Bilan ? « On voit que les gens sont très sceptiques et cyniques, analyse Jean-Marc Léger, président de la firme de sondage. La grande majorité dit que [la commission] n’a rien réglé, que le problème de corruption est partout et qu’une forte proportion de politiciens est impliquée. Et c’est un problème qui touche toute la classe politique, pas seulement le Parti libéral — même s’il en paie un peu le prix. »

Dans la foulée des arrestations qui ont touché deux anciens ministres libéraux et un ancien chef de cabinet de Mme Normandeau, les libéraux reculent en effet de trois points dans les intentions de vote par rapport au sondage Léger du 8 février. Reste qu’avec 33 % d’appuis, les troupes de Philippe Couillard sont toujours en tête devant le Parti québécois (30 %), la Coalition avenir Québec (22 %) et Québec solidaire (10 %).

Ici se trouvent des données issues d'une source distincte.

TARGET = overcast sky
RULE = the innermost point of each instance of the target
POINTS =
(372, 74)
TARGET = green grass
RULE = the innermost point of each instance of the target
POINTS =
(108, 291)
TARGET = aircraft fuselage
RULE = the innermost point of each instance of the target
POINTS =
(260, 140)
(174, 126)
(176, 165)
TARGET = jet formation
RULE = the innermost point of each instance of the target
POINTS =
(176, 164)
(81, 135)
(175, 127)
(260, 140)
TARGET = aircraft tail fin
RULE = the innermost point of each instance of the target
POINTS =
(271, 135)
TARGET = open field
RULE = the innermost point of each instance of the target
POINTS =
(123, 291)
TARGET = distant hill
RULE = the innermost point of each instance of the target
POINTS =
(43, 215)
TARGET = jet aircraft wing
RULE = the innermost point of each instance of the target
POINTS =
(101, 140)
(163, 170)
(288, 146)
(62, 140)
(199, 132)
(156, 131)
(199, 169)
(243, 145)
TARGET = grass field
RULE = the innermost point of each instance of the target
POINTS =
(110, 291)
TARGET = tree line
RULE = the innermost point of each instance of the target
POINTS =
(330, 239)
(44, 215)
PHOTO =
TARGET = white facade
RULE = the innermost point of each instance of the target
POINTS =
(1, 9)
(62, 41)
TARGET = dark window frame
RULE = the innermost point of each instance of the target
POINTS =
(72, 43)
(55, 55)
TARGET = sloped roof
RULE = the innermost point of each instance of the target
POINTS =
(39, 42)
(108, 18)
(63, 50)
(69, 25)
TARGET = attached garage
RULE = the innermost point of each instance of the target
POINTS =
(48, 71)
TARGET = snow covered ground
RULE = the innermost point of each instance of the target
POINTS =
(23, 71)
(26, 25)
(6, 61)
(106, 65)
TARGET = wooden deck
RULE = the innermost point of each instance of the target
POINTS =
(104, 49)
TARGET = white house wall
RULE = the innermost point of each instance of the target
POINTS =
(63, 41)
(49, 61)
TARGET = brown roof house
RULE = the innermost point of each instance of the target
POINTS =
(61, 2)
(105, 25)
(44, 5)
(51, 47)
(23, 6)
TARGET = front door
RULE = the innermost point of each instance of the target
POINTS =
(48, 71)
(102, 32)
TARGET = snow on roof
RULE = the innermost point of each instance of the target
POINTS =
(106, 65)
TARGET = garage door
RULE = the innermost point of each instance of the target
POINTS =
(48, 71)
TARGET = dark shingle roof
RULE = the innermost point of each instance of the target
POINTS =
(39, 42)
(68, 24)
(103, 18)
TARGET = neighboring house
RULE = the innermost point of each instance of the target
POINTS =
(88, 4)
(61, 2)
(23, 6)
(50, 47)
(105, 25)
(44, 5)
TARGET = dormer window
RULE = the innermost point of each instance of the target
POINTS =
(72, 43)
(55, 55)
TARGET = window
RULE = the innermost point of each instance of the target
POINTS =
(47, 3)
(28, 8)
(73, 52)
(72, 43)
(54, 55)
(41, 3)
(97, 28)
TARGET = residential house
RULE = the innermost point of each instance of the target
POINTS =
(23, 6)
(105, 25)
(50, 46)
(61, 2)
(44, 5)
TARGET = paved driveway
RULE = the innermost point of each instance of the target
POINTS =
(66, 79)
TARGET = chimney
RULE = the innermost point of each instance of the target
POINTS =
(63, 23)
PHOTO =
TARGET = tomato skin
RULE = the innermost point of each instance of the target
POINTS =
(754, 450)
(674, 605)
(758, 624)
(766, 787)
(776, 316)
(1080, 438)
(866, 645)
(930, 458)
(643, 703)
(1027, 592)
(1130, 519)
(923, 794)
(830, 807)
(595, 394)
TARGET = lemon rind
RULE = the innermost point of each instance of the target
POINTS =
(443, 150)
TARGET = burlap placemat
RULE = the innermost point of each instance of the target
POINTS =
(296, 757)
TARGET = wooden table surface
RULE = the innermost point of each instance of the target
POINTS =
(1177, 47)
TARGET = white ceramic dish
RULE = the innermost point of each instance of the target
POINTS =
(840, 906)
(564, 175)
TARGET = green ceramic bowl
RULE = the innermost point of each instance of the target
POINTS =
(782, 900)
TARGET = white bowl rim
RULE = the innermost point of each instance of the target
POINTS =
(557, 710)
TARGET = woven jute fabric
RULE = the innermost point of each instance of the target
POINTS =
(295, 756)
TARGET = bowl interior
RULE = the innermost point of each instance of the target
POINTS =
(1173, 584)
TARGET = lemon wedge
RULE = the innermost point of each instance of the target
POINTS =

La satisfaction à l’égard du gouvernement demeure basse (30 %), alors que l’insatisfaction a crû de trois points (65 %) depuis le 8 février.

Parmi les autres faits à noter : le PQ domine toujours le vote francophone (37 %), devant la CAQ (25 %) et le PLQ (21 %), alors que la CAQ enregistre une spectaculaire remontée de ses appuis dans la région de Québec (14 points de plus en six semaines, au détriment des libéraux).

PKP divise

Léger a aussi demandé aux personnes sondées si elles étaient satisfaites du travail des trois chefs de l’opposition. François Legault (40 % de satisfaction, 40 % d’insatisfaction) et Françoise David (40 % de satisfaction, 35 % d’insatisfaction) obtiennent des résultats équilibrés. Mais le côté plus polarisant de Pierre Karl Péladeau transparaît dans ce volet : 31 % des répondants sont satisfaits de son travail, mais 55 % ne le sont pas.

À la question de savoir qui ferait le meilleur premier ministre, 22 % choisissent Philippe Couillard, 19 % optent pour Pierre Karl Péladeau (en hausse de deux points), 18 % préfèrent François Legault (augmentation de trois points) et 12 % soutiennent Françoise David.

Le sondage a été mené en ligne auprès de 1007 personnes les 21 et 22 mars. Un échantillon probabiliste de cette taille aurait une marge d’erreur de 3,1 %, dans 19 cas sur 20.


Un budget reçu froidement

Le budget présenté jeudi dernier par le ministre des Finances Carlos Leitão a laissé les Québécois sur leur faim, révèle le sondage Léger mené pour Le Devoir et Le Journal de Montréal.

Près de la moitié des répondants (47 %) se disent insatisfaits des mesures présentées, alors que 31 % les ont trouvées satisfaisantes. Les libéraux (67 %) et les caquistes (34 %) ont particulièrement aimé ce budget équilibré. Le taux de satisfaction à l’égard des mesures économiques du budget se situe à 30 % (contre 50 % d’insatisfaction).

Questionnés à savoir à quoi devraient servir les prochains surplus budgétaires, les répondants préféreraient des baisses de taxes et d’impôts (41 %) et un réinvestissement dans les services publics (37 %), bien avant le remboursement de la dette (18 %). Cette dernière option est toutefois celle privilégiée par le ministre Leitão.